Other experts agree.  The health-care “reform” bill backed by President Obama “would reduce senior care,” increase “medical costs,”  and “could jeopardize access to care for millions,” report health care experts at the federal Centers for Medicare and Medicaid Services.   It is one of the most expensive bills of all time.  The House recently passed a similar bill by the razor-thin margin of 220 to 215.

The bill will raise taxes on the middle class.  It will increase taxes on individuals, employers, and hospitals, impose new taxes on medical devices and cosmetic surgery, and levy a 40% tax on health-care plans above $8,500.  It will increase the deficit, and cost taxpayers at least twice as much as predicted.
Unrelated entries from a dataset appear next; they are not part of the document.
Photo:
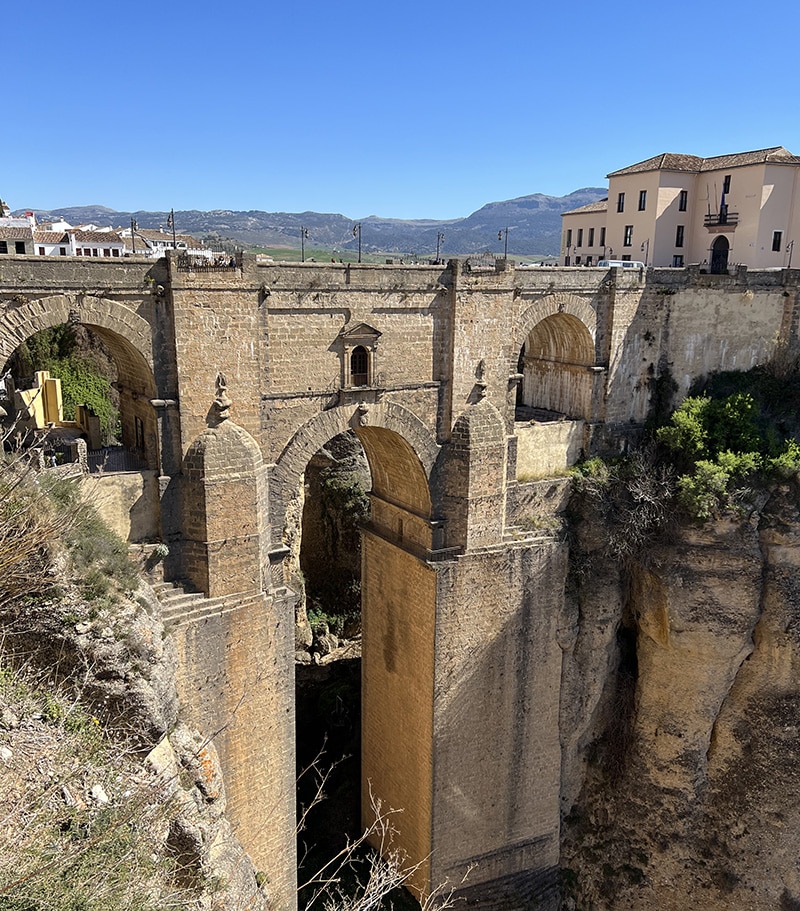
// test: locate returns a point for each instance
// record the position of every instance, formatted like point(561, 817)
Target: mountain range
point(533, 222)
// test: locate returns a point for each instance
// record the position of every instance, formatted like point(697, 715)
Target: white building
point(672, 210)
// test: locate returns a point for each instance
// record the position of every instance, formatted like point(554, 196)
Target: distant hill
point(533, 222)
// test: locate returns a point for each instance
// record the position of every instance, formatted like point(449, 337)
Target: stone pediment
point(361, 333)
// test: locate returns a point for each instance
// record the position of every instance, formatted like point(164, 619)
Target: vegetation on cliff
point(679, 719)
point(81, 363)
point(87, 691)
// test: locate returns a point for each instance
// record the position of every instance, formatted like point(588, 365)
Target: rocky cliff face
point(681, 730)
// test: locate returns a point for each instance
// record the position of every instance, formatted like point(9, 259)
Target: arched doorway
point(719, 255)
point(92, 363)
point(78, 395)
point(398, 597)
point(555, 362)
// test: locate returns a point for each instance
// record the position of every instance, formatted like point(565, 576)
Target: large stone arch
point(412, 443)
point(556, 347)
point(127, 336)
point(399, 591)
point(21, 322)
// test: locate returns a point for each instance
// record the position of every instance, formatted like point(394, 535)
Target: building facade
point(673, 210)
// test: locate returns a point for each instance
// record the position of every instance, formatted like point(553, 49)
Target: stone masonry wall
point(496, 737)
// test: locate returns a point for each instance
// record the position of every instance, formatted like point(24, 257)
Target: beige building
point(673, 210)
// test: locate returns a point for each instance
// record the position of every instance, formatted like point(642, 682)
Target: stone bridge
point(231, 380)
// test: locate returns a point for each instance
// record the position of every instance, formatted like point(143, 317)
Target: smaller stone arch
point(557, 358)
point(550, 305)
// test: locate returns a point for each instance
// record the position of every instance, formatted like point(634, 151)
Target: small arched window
point(359, 366)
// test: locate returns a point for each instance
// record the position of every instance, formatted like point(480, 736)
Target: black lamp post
point(500, 237)
point(171, 224)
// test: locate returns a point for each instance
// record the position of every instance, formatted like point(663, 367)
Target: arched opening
point(105, 392)
point(556, 362)
point(359, 366)
point(719, 255)
point(78, 397)
point(365, 693)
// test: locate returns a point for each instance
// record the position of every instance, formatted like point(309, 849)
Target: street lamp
point(500, 237)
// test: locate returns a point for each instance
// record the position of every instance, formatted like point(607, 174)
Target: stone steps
point(179, 607)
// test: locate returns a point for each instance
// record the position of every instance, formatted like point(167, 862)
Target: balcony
point(722, 220)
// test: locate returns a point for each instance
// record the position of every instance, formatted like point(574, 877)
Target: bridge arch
point(398, 604)
point(395, 457)
point(556, 343)
point(127, 336)
point(110, 319)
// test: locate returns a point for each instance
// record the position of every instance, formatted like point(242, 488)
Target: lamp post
point(500, 237)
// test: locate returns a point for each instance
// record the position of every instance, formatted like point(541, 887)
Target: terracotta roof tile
point(600, 206)
point(97, 237)
point(15, 233)
point(50, 237)
point(669, 161)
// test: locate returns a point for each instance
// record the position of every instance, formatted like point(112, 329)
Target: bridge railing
point(188, 263)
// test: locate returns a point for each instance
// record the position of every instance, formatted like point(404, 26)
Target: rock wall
point(680, 718)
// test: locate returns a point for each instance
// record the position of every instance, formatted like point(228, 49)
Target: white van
point(620, 264)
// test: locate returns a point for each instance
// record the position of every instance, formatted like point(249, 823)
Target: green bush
point(83, 381)
point(721, 445)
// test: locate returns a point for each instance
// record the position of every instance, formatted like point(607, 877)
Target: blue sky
point(425, 110)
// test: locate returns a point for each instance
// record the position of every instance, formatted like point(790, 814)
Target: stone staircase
point(180, 607)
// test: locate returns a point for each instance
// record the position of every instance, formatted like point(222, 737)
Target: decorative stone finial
point(480, 382)
point(222, 403)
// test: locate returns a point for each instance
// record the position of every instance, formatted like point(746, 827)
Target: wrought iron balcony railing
point(723, 217)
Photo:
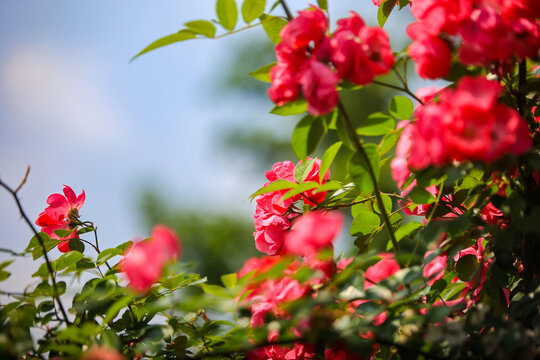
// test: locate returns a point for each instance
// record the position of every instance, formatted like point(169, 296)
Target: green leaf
point(389, 141)
point(216, 291)
point(358, 169)
point(67, 259)
point(330, 185)
point(42, 271)
point(110, 339)
point(303, 169)
point(84, 230)
point(272, 25)
point(229, 280)
point(407, 229)
point(107, 254)
point(115, 308)
point(401, 107)
point(387, 202)
point(63, 233)
point(377, 124)
point(421, 196)
point(125, 245)
point(227, 13)
point(466, 267)
point(328, 158)
point(300, 188)
point(323, 4)
point(182, 35)
point(76, 245)
point(277, 185)
point(385, 8)
point(263, 73)
point(365, 223)
point(307, 135)
point(35, 248)
point(252, 9)
point(290, 108)
point(403, 3)
point(202, 27)
point(357, 208)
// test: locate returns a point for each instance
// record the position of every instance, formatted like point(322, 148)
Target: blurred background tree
point(220, 242)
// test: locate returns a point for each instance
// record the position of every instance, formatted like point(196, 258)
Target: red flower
point(432, 56)
point(308, 28)
point(313, 232)
point(61, 214)
point(466, 124)
point(144, 261)
point(319, 86)
point(359, 52)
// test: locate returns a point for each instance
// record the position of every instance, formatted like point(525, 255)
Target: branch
point(358, 145)
point(13, 192)
point(395, 87)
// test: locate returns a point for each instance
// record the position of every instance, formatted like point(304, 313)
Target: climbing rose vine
point(446, 256)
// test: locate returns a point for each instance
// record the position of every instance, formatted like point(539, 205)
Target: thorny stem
point(522, 74)
point(378, 340)
point(358, 145)
point(395, 87)
point(435, 205)
point(339, 206)
point(13, 192)
point(286, 9)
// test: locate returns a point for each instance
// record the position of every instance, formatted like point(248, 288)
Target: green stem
point(395, 87)
point(41, 243)
point(358, 145)
point(286, 9)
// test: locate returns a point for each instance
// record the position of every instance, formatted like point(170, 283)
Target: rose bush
point(447, 269)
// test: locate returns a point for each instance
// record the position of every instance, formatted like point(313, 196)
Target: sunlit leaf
point(385, 8)
point(227, 13)
point(290, 108)
point(376, 124)
point(277, 185)
point(365, 223)
point(328, 158)
point(252, 9)
point(263, 73)
point(202, 27)
point(272, 26)
point(182, 35)
point(401, 107)
point(307, 135)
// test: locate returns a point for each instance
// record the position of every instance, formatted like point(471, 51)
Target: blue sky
point(74, 109)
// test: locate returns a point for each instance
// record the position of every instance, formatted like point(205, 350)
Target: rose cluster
point(273, 216)
point(62, 214)
point(466, 123)
point(311, 63)
point(268, 298)
point(487, 33)
point(143, 262)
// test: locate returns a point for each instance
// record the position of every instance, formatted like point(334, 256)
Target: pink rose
point(285, 86)
point(62, 212)
point(434, 270)
point(313, 232)
point(143, 262)
point(308, 27)
point(385, 268)
point(359, 52)
point(319, 86)
point(432, 56)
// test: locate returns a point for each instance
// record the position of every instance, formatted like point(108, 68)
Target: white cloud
point(51, 93)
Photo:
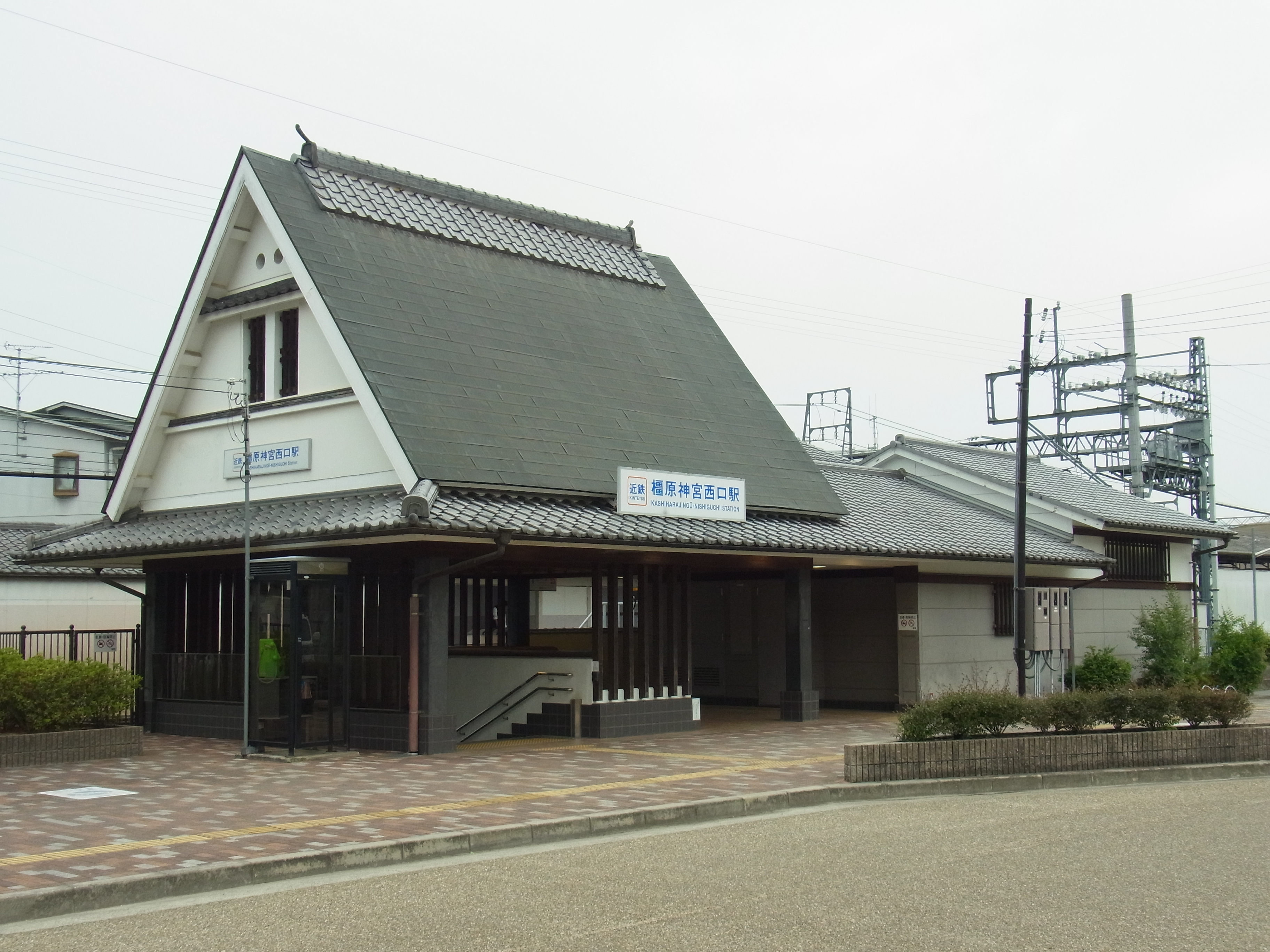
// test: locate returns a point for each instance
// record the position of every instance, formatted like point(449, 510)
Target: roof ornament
point(420, 501)
point(309, 150)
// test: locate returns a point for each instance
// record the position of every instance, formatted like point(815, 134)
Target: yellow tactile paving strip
point(416, 810)
point(196, 803)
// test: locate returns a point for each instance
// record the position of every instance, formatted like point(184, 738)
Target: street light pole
point(1021, 505)
point(247, 569)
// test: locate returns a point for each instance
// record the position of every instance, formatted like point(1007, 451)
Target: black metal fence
point(111, 645)
point(120, 646)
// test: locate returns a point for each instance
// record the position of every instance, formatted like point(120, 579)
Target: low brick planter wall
point(1051, 753)
point(66, 747)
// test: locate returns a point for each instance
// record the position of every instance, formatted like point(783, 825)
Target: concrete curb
point(63, 901)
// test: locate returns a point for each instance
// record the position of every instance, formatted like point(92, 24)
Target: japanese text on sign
point(271, 458)
point(681, 495)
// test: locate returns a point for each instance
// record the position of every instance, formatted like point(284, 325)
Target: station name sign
point(271, 458)
point(681, 495)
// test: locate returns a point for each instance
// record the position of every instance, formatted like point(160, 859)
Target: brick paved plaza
point(186, 787)
point(207, 805)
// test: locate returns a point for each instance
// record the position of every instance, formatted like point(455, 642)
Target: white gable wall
point(346, 456)
point(172, 468)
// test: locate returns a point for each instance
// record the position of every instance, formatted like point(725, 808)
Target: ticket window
point(299, 653)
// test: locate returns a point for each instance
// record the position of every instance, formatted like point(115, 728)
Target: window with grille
point(1137, 559)
point(256, 358)
point(1004, 609)
point(65, 474)
point(289, 355)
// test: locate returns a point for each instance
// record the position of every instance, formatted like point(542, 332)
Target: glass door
point(271, 657)
point(322, 653)
point(299, 656)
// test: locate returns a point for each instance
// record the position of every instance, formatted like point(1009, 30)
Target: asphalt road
point(1180, 866)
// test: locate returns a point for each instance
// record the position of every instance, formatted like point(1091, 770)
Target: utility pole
point(247, 568)
point(17, 399)
point(1131, 398)
point(1206, 497)
point(1021, 503)
point(1253, 550)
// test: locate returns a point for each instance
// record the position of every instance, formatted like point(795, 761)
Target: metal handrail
point(512, 707)
point(519, 687)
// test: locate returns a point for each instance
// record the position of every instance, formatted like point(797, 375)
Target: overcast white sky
point(983, 151)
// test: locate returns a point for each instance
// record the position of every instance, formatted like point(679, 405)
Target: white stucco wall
point(957, 648)
point(1235, 593)
point(32, 499)
point(346, 456)
point(59, 603)
point(956, 642)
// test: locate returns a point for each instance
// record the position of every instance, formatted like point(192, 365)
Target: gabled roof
point(413, 202)
point(102, 423)
point(13, 542)
point(889, 517)
point(1115, 509)
point(503, 356)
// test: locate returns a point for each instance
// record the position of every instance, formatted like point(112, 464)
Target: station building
point(462, 409)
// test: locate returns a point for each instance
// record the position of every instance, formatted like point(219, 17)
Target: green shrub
point(50, 695)
point(9, 662)
point(921, 721)
point(1100, 671)
point(1115, 707)
point(968, 714)
point(1193, 705)
point(1154, 709)
point(1038, 714)
point(1074, 710)
point(1239, 657)
point(1166, 635)
point(1227, 707)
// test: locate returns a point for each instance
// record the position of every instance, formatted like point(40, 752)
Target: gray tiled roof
point(889, 517)
point(392, 205)
point(1118, 509)
point(13, 541)
point(501, 370)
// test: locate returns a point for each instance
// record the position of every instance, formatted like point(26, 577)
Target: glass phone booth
point(298, 653)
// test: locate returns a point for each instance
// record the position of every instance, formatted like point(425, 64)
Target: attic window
point(256, 358)
point(289, 355)
point(65, 474)
point(1137, 559)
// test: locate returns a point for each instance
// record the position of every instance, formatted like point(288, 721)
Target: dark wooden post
point(799, 703)
point(597, 630)
point(430, 643)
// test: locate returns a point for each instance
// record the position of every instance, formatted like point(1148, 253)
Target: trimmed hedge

It contains special-interest pork, such as payoffs for trial lawyers, and racial preferences that drew criticism from the U.S. Commission on Civil Rights. The bill restricts national competition in health insurance, which is permitted in countries with cheaper health care.

ObamaCare spends money on frills like “cultural competency,” while cutting spending on crucial things like anesthesia.

“ObamaCare is all about rationing,” and tax increases, says one of Obama’s own economic advisers, Martin Feldstein.

Fact-checkers say Obama is lying about health care. Obama often contradicts himself. In the very same speech, Obama claimed that Medicare is “unsustainable” and “running out of money,” then contradicted himself by claiming that “Medicare is a government program that works really well,” making it a model for national health care.

CNN noted that Obama’s plan would take away “5 freedoms,” contradicting Obama’s claim that the bill will leave you free to choose your doctor and keep your healthcare plan without government interference.

The bill does nothing to curb massive waste and fraud in existing government healthcare systems like Medicare and Medicaid, even though it proposes to make massive cuts in Medicare (cuts so painful that most of them will never happen: year after year, Congress waives “the annual cut in fees paid by Medicare to physicians” mandated by an earlier law.  The cuts were added to the bill only to reduce its apparent cost.  As economist and former Congressional Budget Office director Douglas Holtz-Eakin notes in the Wall Street Journal, the promised cuts to pay for ObamaCare will not happen: “Senate Democrats chose to ignore this reality and rely on the promise of a cut to make their bill add up. Taking note of this fact . . . destroys any pretense of budget balance.”)

Backers of ObamaCare have refused to cut medical costs through malpractice reform, with Senate Majority Leader Harry Reid saying that such reforms would save “only” $54 billion.  The Pacific Research Institute estimates that just one type of cost that could be reduced through malpractice-lawsuit reform — defensive medicine — costs around $200 billion annually (which is almost as much as France spends annually on healthcare for all of its citizens; like most countries, France has no punitive damages, and fewer lawsuits against doctors).

One reform opposed by the Democrats — setting up specialized health tribunals to hear malpractice cases — would be particularly helpful. Replacing uninformed juries with specialized health courts would provide more consistent rulings from case to case, eliminate meritless cases, reduce defensive medicine, and more speedily compensate injured people who truly are victimized by doctors’ carelessness. Such tribunals already exist in countries like “Sweden, Denmark, Finland, Iceland and New Zealand.”

Martin Feldstein, one of Obama’s own advisors, has said that Obama’s health-care plan would explode the federal budget deficit and lead to “crippling deficits,” as well as “higher taxes, debt payments, and interest rates” that would cut America’s standard of living. Feldstein also noted that Obama’s health-care plan would harm people with insurance, and predicted that it would lead to massive tax increases. Other analysts have predicted that it will drive up medical costs and inflation.

Obama is relying on $2 trillion in imaginary savings to pay for his health care plan. He is also relying on tax increases, which breaks Obama’s campaign promise not to raise taxes on the middle class.  Obama’s support for the bill, which will massively increase the deficit in the future, also breaks his promise not to sign a healthcare bill that adds even “one dime” to the deficit, now or in the future.